Exactamente! O pessoal, o interior também. Isso é algo que veio com o tempo. Começou em Storia Storia. Lovely Difficult já traz temas claramente mais pessoais, temas sobre a minha família, sobre a minha mãe…O próximo disco também vai ter, coisas sobre amor, sobre relações, sobre alguém com quem vivo, ou sobre ex-namorados…Embora há também músicas que escolho ainda hoje e que trazem este aspecto tradicional, e eu tento equilibrar com estes temas mais pessoais. Porque de outro modo me cansaria cantar sempre sobre ladera, sulada, nôs cutelo…Não digo que não canto mais sobre isso. Mas tento não fazer apenas isso. Se não, acabaria por ser redutor. Então nós só somos cabo-verdianos com esse “tempero”? Tem que ser sempre a mesma “comida” [risos]?
E então com que outros compositores tem buscado colaborar na procura desses novos ingredientes?
Neste momento estou a tentar criar novas parcerias com compositores. Lisboa oferece-me isso: um acesso mais directo a compositores cabo-verdianos que estão lá. Eles têm uma linguagem já mais contemporânea, mais mestiça e global, por assim dizer. Também gostaria de encontrar em Cabo Verde. Temos que re-organizar as coisas aqui em Cabo Verde, em ralação a jovens compositores, poetas…Temos que ter um lugar de encontro, onde podemos dialogar, trocar…Um lugar onde, se eu for passar uma tarde, posso lá encontrá-los e dialogar. Porque eu venho a Cabo Verde e não sei onde encontrar estas pessoas. E eu posso ser um veículo para eles, ajudar a lançar lá fora nomes de uma nova família de compositores. Então, em Portugal tenho estado em contacto com alguns compositores cabo-verdianos que têm vindo a dar-me músicas - algumas vou usar no novo disco, outras não - e que claramente têm uma escrita mais pessoal. E isso está a interessar-me. Então gostaria que o novo disco trouxesse três ou quatro destes nomes, que não são novos para esse nicho de compositores, mas também são nomes que não têm grande projecção internacional e que gostaria de ter neste trabalho.

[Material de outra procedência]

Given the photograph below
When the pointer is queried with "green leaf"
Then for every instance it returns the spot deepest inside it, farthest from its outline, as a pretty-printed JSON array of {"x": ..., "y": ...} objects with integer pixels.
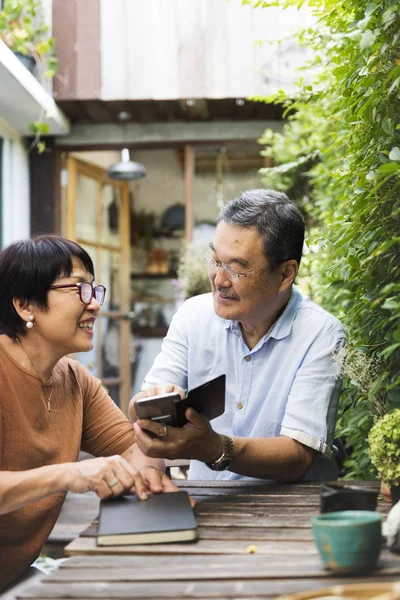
[
  {"x": 395, "y": 153},
  {"x": 43, "y": 128}
]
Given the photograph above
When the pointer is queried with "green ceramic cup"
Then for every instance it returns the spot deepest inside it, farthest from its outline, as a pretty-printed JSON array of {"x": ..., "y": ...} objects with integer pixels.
[{"x": 348, "y": 541}]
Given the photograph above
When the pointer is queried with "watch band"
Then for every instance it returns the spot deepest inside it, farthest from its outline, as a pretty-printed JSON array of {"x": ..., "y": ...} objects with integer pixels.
[{"x": 223, "y": 462}]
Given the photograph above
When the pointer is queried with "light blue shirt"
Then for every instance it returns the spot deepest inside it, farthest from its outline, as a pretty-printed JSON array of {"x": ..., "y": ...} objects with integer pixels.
[{"x": 288, "y": 384}]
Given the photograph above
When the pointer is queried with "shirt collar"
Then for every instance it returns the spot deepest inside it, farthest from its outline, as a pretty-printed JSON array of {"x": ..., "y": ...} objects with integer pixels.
[{"x": 282, "y": 326}]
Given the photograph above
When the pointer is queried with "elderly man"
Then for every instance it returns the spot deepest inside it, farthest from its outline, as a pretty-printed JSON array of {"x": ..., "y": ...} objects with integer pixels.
[{"x": 276, "y": 347}]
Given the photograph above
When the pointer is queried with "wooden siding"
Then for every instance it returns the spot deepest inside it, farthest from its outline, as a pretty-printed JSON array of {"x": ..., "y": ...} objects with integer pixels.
[
  {"x": 76, "y": 27},
  {"x": 195, "y": 49}
]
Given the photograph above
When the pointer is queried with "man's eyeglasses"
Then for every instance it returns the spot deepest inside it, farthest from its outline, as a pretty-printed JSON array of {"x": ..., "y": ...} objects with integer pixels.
[
  {"x": 86, "y": 291},
  {"x": 233, "y": 275}
]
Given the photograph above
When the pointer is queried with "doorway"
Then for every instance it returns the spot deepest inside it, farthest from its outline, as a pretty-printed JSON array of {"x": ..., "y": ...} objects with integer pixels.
[{"x": 97, "y": 216}]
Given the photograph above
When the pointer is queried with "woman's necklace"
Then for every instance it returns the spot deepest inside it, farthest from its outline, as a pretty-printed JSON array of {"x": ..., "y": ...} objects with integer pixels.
[{"x": 48, "y": 398}]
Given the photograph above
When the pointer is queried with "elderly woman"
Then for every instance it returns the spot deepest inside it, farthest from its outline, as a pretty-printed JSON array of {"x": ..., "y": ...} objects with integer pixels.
[{"x": 50, "y": 406}]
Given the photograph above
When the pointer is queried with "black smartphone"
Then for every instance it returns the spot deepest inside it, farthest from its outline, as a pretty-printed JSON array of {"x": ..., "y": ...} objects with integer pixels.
[
  {"x": 158, "y": 408},
  {"x": 208, "y": 399}
]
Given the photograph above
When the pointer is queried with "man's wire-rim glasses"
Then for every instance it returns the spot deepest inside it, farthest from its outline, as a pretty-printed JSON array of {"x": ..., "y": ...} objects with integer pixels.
[
  {"x": 86, "y": 291},
  {"x": 231, "y": 273}
]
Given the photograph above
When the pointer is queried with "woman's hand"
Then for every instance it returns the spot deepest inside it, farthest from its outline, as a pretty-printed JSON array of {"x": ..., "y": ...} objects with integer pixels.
[
  {"x": 156, "y": 480},
  {"x": 107, "y": 477}
]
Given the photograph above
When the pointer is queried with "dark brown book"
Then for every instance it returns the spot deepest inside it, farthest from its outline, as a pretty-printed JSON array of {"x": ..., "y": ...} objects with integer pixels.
[{"x": 161, "y": 518}]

O que espera deste novo ano? Tem uma mensagem para os leitores?
Gostaria de desejar às pessoas um ano de 2017 com muita serenidade. Estamos a viver um momento muito turbulento a nível global, um momento preocupante em que todos os dias temos notícias tristes, feias, violentas e injustas…Quero que as pessoas procurem dentro si uma força para continuar a projectar esperança e positividade, porque o mundo precisa disto. Temos que fazer alguma coisa à nossa escala: nas nossas casas, na nossa zona, na nossa ilha, no nosso Cabo Verde. Acredito em energias e na nossa capacidade de projectar ao mundo energias de irmandade, justiça e amor. É isso que desejo para este novo ano: paz.
Texto originalmente publicado na edição impressa do Expresso das Ilhas nº 789 de 11 de Janeiro de 2016.